For it is by grace you have been saved...

Wednesday, March 11, 2009

Book Review: Christianity in Crisis: 21st Century

Forget about Frank Peretti or Ted Dekker. The scariest book from a Christian writer in recent memory comes from Hank Hanegraaff. That’s right, the Bible Answer Man. And the book is Christianity in Crisis: 21st Century. In large part this is merely an updating of the original Christianity in Crisis published some 20 years ago. But as Hanegraaff points out, things have only gotten worse since then. Some of the things being taught by some of the more popular “Christian” teachers of our day is enough to keep you awake at night.

In short, this is an expose of the Word Faith movement. Here you will find the history of the movement and the core fallacies of its warped theology. He starts with some of the “old” names like Hagin and Copeland and the new edition works its way up to include the newer stars like Osteen and Myers. The “Cast of Characters” section alone is worth the price of the book. Of particular interest are the parallels pointed out between the teachings of people like Joel Osteen and the New Age thought behind books like Rhonda Byrne's The Secret. He also shows how this parallel with demonic metaphysical thought goes back to the earliest days of the movement.
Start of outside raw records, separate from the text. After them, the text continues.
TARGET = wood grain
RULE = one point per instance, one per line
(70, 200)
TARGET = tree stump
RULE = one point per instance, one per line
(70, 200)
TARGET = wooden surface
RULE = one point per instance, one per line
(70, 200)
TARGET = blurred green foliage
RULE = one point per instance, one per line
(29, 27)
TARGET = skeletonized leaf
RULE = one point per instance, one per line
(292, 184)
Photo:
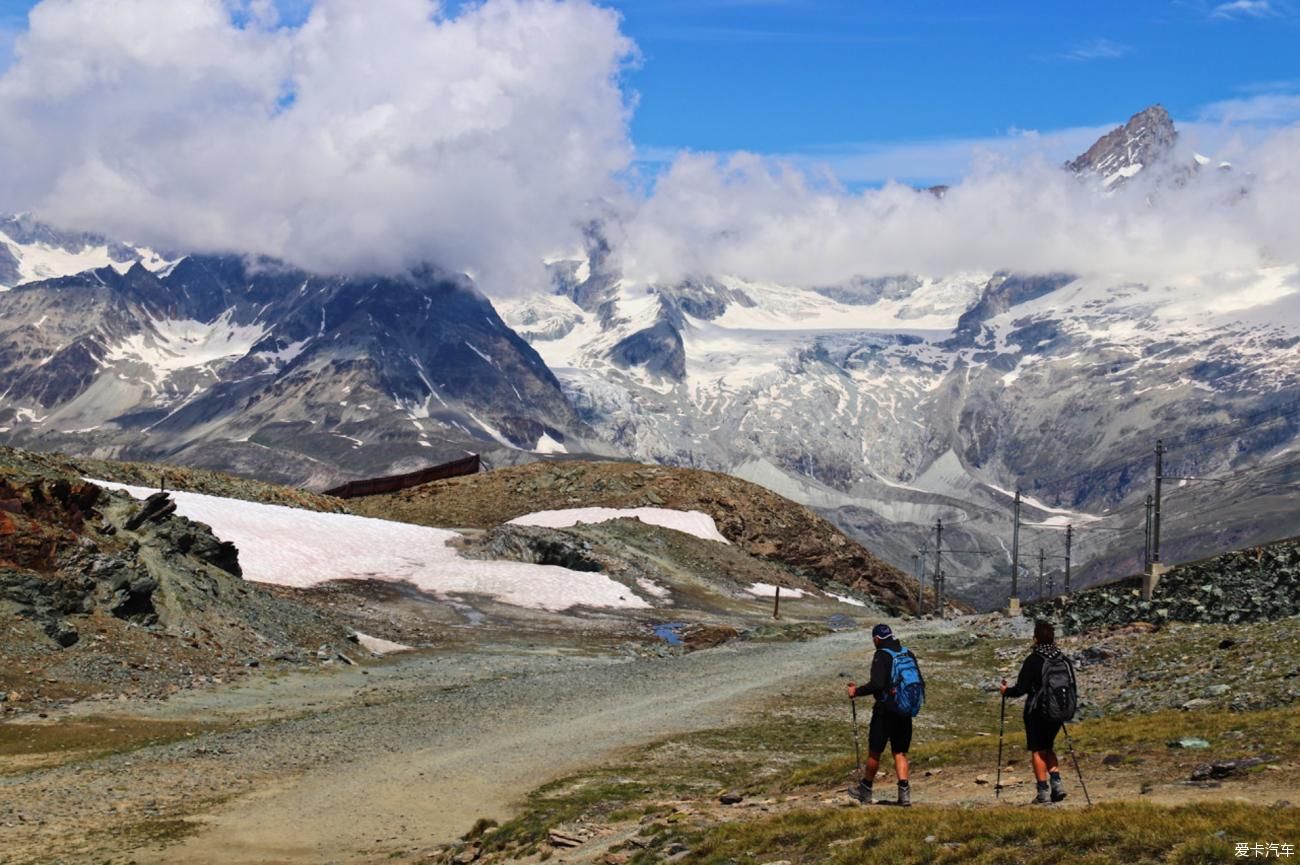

The book is proliferated with Hank’s use of acronyms to help us remember the key truths, including the overall FLAWS to mark the five basic areas of error in the Faith movement’s teaching: Faith in Faith, Little Gods, Atonement Atrocities, Wealth & Want, and Sickness & Suffering. Each section then has an acronym or two of its own.

Whether you like such mnemonic devices or not, the content of this book is worth your time. In fact, I would suggest that every pastor, if not every Christian, should have a copy of this book on your shelf to use as a reference work. Hanegraaff has done extensive research to back up the information presented here, as evidenced by the 40+ pages of notes in the back. There is also a more than 15 page Bibliography showing the source material.

I started to collect a bunch of quotes and anecdotes Hanegraaff uses to show the ridiculous nature of what these Faith teachers promote; but the list quickly grew too large (I guess that’s why it took over 300 pages for Hank to write it all). I’ll simply have to say: pick up a copy of this book (along with Michael Horton’s Christless Christianity, which is a wonderful companion read to this one, I might add).

As much as followers of some of these folks might be offended, this book is a much needed one. It’s already been out for awhile now (I’m a bit behind on my reviews), but if you haven’t picked it up yet, I would strongly encourage you to do so soon.


Frances Clements said...

Oh, I hope they still have this one up when I get to pick my next book.

Anonymous said...

It was still available as of this morning.